21 - Praça de Almeida Garrett

Esta Praça é uma homenagem ao grande escritor, dramaturgo, Par do Reino, ministro, impulsionador do Teatro (foi ele quem propôs a edificação do Teatro Nacional D. Maria II, em Lisboa) e o Conservatório de Arte Dramática. Nasceu no Porto em 4/2/1799 e faleceu em Lisboa em 9.12.1854, tendo andado pelos Açores, Coimbra e percorrido meia Europa. Liberal, pornógrafo (naquele tempo chama-se ateu e imoral), casou com uma jovem de 14 anos, que "desonrou", mas mulheres era com ele. O Arco de Sant'Ana ficou famoso pela sua pena e as Viagens na Minha Terra o seu livro ecológico. Isto sou eu a dizer. A sua biografia é extensa e recomendo a sua leitura.
Mas esta Praça que chamada de Almeida Garrett, a muito boa gente portuense e não só, não diz nada, porque será sempre S. Bento. Vem dos nossos antepassados, pois de Largo da Cividade dos tempos medievais passou a Largo e Terreiro de S. Bento. Não li qualquer referencia sobre a data em que foi criada a toponímia actual.
Nela desembocam e começam sete ruas, melhor, oito pois acho que a do Corpo da Guarda também deve contar. A mais recente, a Avenida da Ponte, aberta em 1950, mas que já se chamou de Vimara Peres e agora é de D. Afonso Henriques. Está carregada de história e estórias, mas lá iremos. Este desenho cuja data e origem não consegui apurar, não sei se é um estudo, projecto ou uma vista real de determinada época. Sei que o Convento de S. Bento de Avé Maria já lá está à direita, a Porta de Carros aberta nas muralhas Fernandinas está ao fundo, creio que depois de ter sido já alterada a sua localização primitiva. Fora das muralhas estará o que é hoje a Igreja dos Congregados, antiga capela de Santo António. Dentro das Muralhas distingue-se à esquerda o Convento dos Loios.
Mas vamos por partes.

Vista da Praça desde o Corpo da Guarda.

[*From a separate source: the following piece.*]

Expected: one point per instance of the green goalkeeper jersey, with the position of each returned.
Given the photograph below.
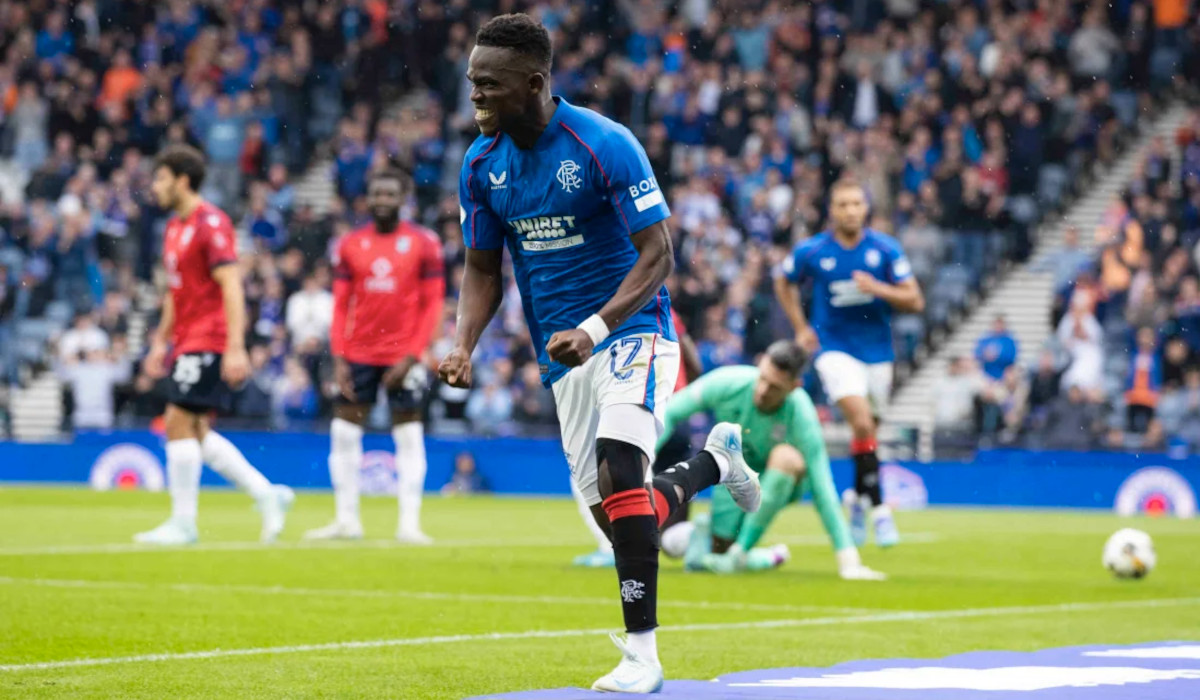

A Estação de S. Bento à direita ocupa o espaço que foi do Convento e Igreja de S. Bento de Avé-Maria ou da Encarnação das monjas de S. Bento. Este por sua vez tomou o espaço das Hortas do Bispo, ou da Cividade.
Estou de costas para a antiga Avenida da Ponte e à direita a Rua do Loureiro. Presumo que seria por aqui que estava a primitiva Porta de Carros. Mas o que leio nas minhas pesquisas deixam-me confuso.
Uma foto antiga, não afirmo mas creio que é do Alvão, em dia de procissão. Nota-se que o Convento já está em ruínas. Mas lá iremos.
De Sul para Norte, vêm-se bonitos prédios, com as varandas tipicamente portuenses, em ferro. Lamentavelmente o prédio mais trabalhado em granito, está em ruína. E logo voltado para a saída principal da Estação de S. Bento.
Uma das características da arquitectura portuense eram os prédios estreitos, altos e fundos. Aqui está outro em ruínas, o mais alto, no meio de edifícios bem conservados. Em obras para um hotel de luxo está o Palácio das Cardosas. Iniciado pela Ordem dos Loios no séc. XVIII, no local do antigo Convento de Santo Elói, mas que nunca chegou a ser terminado, foi adquirido e remodelado por um "brasileiro" continuando depois pela família, tudo mulheres, daí o nome Cardosas pelo qual é conhecido pelos portuenses.
No topo Norte da Praça está a Igreja dos Congregados do séc. XVII. Construída no local onde existia a capela de Santo António da Porta de Carros e do que resta encontra-se na capela-mor.
Frontaria e portais em estilo barroco.
Alguns aspectos do interior.
Para um leigo como eu, são muito confusas as explicações dos pormenores que se lêem.
Mas mesmo para um leigo, olhar o que nos rodeia é muito importante

Altar de Santo António
Através do portal em ferro temos uma outra visão da Praça
À esquerda a Rua de 31 de Janeiro (em homenagem à Revolução Republicana) e que já foi de Santo António, durante a ditadura, e de Santo António dos Congregados inicialmente, vai dar à Praça da Batalha e ao início da Rua de Santa Catarina. Construída em 1784 sobre estacas e arcos não só para dar passagem à mina do Bolhão como também para vencer o declive.
À direita, a velha Rua da Madeira.
Há cerca de 3 anos quando foi novamente aberta aos "eléctricos"
A Rua da Madeira, antigamente chamada Calçada de Santa Teresa e Viela da Madeira,
por onde se fazia todo o movimento para a Batalha e Cimo de Vila,
antes da abertura da Rua de 31 de Janeiro.
Por aqui descia a Muralha Fernandina vinda de Cimo de Vila. À esquerda a estação de S. Bento. Rua ainda hoje famosa pelas suas "tascas", foi local também de vários comércios e pequenas fabriquetas. Ainda se podem ver ruínas de outrora para ali à espera do camartelo. Aqui pequenos mas muitos despachantes, a quem chamava-mos recoveiros, aceitavam mercadorias que transportavam em vagões alugados aos caminhos de ferro, para localidades ao longo das linhas do Douro e Minho. Aos paquetes e serviçais das empresas portuenses que utilizavam os seus serviços, pagavam um copo e uma sande, até uma posta de sável, ali no Quim, no Vizeu, no Madeira, onde estavam localizados os seus escritórios. Também eles me ajudaram a começar o vício pelo petisco e pelo copo.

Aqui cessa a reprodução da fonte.